Wild Fusion Rocket In Development Gets Hotter Than The Sun And Screams At 500K MPH

hero pulsar rocket
Faster space travel has been the holy grail of space agencies for decades and a UK-based aerospace company says it might have a viable solution in the form of nuclear fusion. If all goes well, a working fusion prototype could happen as soon as 2027.

Pulsar Fusion, a UK aerospace startup is claiming that it's in the process of building a nuclear fusion rocket engine that could slash travel times between Earth and Mars (and beyond) by half, reaching speeds in excess of 500,000 mph. When the supposed rocket is fired, it will also be running hotter than the Sun. Comparatively, the fastest humans have ever travel in space is 24,791 mph, achieved by Apollo 10 in 1969

Cutting travel time for astronauts is not just a trivial matter of objective numbers, but is strongly tied to health dangers caused by prolonged exposure to radiation and microgravity. For example, in order to keep crew on future NASA missions to Mars healthy when they return, it's believed that anything less than four-year mission would be ideal.


Nuclear fusion brings a lot of promise, but up until now the challenge has been sustaining the fusion reactions. According to James Lambert, CFO for Pulsar Fusion, "The difficulty is leaning how to hold and confine the super-hot plasma within an electromagnetic field." He adds that, "Scientists have not been able to control the turbulent plasma as it is heated to hundreds of millions of degrees and the reaction simply stops."

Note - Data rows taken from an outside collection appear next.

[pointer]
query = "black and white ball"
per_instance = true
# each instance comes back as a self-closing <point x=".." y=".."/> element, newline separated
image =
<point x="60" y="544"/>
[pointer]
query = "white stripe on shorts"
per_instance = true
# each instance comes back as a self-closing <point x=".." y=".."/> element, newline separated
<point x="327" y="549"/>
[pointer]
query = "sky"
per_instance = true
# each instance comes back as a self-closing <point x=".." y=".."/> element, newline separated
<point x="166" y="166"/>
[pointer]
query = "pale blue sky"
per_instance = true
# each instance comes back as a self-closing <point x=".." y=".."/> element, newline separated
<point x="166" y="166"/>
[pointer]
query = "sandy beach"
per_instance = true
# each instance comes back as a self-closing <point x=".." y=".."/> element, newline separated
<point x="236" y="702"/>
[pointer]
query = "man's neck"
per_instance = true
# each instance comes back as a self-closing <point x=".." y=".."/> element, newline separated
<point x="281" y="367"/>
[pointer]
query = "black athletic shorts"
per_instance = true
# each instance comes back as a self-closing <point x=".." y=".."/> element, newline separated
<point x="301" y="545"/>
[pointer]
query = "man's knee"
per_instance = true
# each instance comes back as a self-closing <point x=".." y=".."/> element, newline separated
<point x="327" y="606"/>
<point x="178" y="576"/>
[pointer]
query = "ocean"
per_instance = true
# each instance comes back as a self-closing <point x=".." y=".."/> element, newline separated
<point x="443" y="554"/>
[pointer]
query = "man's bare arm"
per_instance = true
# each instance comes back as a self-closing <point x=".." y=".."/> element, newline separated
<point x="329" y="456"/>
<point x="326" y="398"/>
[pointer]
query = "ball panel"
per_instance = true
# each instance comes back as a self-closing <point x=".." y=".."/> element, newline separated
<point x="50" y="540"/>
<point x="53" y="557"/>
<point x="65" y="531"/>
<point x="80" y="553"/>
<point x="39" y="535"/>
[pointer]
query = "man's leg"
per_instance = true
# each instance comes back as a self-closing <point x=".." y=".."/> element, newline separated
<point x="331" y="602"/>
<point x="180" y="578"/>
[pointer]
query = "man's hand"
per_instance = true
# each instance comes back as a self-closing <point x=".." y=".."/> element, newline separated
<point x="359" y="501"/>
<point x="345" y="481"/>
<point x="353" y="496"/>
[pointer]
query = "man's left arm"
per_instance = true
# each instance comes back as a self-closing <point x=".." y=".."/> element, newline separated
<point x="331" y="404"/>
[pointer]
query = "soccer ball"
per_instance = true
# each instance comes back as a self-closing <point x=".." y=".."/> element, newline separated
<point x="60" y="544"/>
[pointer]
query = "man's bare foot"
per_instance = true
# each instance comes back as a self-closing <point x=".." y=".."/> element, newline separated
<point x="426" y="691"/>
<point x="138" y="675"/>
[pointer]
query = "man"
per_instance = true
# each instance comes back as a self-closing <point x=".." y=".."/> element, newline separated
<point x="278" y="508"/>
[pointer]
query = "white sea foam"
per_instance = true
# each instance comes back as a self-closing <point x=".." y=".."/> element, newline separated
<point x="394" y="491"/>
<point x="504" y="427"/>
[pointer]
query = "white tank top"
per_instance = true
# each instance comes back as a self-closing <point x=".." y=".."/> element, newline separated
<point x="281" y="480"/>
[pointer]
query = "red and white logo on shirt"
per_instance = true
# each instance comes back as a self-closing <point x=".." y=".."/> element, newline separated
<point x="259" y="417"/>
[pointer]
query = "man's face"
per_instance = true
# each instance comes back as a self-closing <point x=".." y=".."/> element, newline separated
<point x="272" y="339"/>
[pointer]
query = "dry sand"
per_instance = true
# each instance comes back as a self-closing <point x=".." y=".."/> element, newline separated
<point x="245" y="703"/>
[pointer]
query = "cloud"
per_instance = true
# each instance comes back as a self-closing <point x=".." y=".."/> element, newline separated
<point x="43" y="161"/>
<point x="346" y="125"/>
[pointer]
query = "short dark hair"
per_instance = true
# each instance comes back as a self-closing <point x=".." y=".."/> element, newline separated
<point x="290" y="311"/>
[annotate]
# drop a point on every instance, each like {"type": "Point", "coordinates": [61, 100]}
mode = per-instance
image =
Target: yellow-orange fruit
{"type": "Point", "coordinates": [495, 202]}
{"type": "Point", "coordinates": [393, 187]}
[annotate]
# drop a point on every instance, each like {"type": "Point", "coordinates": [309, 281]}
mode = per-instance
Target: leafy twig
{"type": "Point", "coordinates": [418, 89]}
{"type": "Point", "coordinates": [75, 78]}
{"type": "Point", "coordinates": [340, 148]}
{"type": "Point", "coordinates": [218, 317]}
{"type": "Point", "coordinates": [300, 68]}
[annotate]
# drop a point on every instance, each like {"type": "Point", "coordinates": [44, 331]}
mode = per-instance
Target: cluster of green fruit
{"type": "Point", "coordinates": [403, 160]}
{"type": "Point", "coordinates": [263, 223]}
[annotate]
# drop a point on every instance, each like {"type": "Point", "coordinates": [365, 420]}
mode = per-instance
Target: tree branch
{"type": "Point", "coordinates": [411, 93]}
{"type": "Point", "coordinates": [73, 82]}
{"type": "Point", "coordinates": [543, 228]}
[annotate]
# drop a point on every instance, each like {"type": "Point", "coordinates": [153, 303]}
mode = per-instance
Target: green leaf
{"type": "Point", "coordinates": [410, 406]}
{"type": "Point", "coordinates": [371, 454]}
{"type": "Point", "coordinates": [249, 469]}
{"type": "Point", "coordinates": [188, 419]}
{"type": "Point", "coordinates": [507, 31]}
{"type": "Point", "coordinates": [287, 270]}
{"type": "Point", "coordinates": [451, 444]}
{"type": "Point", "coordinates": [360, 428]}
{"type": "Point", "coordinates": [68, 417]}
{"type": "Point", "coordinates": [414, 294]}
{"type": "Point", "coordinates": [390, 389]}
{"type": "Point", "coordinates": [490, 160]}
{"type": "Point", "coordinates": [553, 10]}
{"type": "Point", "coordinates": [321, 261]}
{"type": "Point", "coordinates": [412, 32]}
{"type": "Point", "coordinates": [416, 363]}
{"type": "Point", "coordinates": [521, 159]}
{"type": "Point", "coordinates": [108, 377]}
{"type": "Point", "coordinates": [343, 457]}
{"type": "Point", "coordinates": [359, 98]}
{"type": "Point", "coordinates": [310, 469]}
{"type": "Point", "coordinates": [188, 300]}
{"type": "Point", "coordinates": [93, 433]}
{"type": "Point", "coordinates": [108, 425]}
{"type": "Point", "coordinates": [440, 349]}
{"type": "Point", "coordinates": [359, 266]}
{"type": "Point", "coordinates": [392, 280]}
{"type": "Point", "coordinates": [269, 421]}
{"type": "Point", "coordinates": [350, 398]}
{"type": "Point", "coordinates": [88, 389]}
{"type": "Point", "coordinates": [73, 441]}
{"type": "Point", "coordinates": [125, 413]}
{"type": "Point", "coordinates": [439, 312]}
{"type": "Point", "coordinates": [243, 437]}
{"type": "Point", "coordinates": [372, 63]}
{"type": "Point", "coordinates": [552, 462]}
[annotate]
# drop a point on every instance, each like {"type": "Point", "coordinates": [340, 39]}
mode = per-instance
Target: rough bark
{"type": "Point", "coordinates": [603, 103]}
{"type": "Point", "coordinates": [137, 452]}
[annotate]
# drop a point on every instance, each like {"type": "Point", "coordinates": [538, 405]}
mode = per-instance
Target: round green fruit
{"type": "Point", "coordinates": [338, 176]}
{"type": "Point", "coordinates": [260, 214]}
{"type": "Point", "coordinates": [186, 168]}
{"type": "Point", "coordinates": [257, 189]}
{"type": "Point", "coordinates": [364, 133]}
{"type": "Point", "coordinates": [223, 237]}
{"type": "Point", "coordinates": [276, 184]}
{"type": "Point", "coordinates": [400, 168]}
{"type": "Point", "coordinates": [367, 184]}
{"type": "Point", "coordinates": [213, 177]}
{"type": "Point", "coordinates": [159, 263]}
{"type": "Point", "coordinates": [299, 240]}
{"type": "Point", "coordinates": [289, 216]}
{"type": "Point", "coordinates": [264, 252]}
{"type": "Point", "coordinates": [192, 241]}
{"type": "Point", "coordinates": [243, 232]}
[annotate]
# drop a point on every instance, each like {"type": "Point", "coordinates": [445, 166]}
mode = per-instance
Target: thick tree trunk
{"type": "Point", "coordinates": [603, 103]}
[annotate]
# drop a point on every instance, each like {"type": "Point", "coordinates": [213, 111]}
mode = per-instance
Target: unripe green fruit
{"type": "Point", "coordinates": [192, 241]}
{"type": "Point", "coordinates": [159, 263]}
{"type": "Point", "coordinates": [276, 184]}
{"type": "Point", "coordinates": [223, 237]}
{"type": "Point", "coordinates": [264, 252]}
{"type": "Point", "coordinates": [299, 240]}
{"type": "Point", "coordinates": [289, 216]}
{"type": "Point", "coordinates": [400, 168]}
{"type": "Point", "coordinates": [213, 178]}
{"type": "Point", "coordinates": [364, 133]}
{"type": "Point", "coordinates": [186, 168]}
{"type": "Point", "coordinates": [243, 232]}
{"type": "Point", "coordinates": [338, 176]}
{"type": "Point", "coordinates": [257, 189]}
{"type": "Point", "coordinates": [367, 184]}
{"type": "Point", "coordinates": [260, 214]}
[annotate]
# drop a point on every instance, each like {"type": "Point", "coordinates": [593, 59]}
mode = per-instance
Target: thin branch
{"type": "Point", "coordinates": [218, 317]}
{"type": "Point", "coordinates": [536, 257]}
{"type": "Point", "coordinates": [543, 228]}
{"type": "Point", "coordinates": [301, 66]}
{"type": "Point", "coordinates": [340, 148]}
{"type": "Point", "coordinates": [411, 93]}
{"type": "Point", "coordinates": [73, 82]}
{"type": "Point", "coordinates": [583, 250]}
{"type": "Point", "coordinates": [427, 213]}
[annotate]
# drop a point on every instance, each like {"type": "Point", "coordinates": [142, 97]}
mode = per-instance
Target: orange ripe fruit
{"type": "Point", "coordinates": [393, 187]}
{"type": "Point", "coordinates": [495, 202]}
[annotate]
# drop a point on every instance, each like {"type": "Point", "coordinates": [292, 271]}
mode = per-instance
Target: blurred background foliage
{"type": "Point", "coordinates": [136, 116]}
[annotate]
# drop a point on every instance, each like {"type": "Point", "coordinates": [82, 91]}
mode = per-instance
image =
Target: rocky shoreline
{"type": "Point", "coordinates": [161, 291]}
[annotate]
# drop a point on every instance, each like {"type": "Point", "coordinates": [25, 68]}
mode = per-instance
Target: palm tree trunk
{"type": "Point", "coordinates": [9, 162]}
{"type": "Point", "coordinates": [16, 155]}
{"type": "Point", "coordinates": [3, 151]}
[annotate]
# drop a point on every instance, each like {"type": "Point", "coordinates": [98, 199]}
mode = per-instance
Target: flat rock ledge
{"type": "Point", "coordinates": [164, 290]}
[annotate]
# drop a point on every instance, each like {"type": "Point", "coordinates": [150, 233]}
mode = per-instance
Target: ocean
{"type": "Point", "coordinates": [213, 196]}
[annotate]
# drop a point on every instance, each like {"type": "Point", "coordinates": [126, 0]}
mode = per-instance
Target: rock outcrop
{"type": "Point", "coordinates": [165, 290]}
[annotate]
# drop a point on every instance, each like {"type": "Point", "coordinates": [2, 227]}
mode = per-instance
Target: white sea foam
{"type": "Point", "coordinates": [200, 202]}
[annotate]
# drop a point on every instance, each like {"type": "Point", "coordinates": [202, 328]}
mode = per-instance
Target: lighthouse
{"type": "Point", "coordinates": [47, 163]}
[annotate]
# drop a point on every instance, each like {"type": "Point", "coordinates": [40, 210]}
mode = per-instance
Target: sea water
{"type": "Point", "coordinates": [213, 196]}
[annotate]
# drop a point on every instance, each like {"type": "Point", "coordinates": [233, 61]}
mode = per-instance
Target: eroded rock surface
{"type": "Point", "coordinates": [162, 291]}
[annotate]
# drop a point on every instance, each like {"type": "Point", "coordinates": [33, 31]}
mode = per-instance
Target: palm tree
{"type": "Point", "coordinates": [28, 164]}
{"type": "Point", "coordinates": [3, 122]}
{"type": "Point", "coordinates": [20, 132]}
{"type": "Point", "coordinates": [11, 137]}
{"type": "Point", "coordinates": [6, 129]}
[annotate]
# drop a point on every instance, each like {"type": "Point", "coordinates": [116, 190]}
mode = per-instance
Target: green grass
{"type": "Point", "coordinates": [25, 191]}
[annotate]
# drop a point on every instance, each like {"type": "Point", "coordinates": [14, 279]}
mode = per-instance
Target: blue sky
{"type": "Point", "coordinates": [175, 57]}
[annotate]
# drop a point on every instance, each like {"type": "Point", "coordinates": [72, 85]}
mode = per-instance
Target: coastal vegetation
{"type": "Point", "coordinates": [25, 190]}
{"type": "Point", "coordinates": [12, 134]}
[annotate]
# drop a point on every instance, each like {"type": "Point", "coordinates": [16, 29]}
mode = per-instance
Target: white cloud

The company believes that between improved AI supercomputer simulations, better prediction and confinement model for the plasma, plus valuable data from other partners and their fusion tests, it could improve the design of the rocket engine prototype. 

The Pulsar rocket is slated for preliminary test firing in 2025, and then achieving fusion temperatures by 2027, assuming all goes as planned.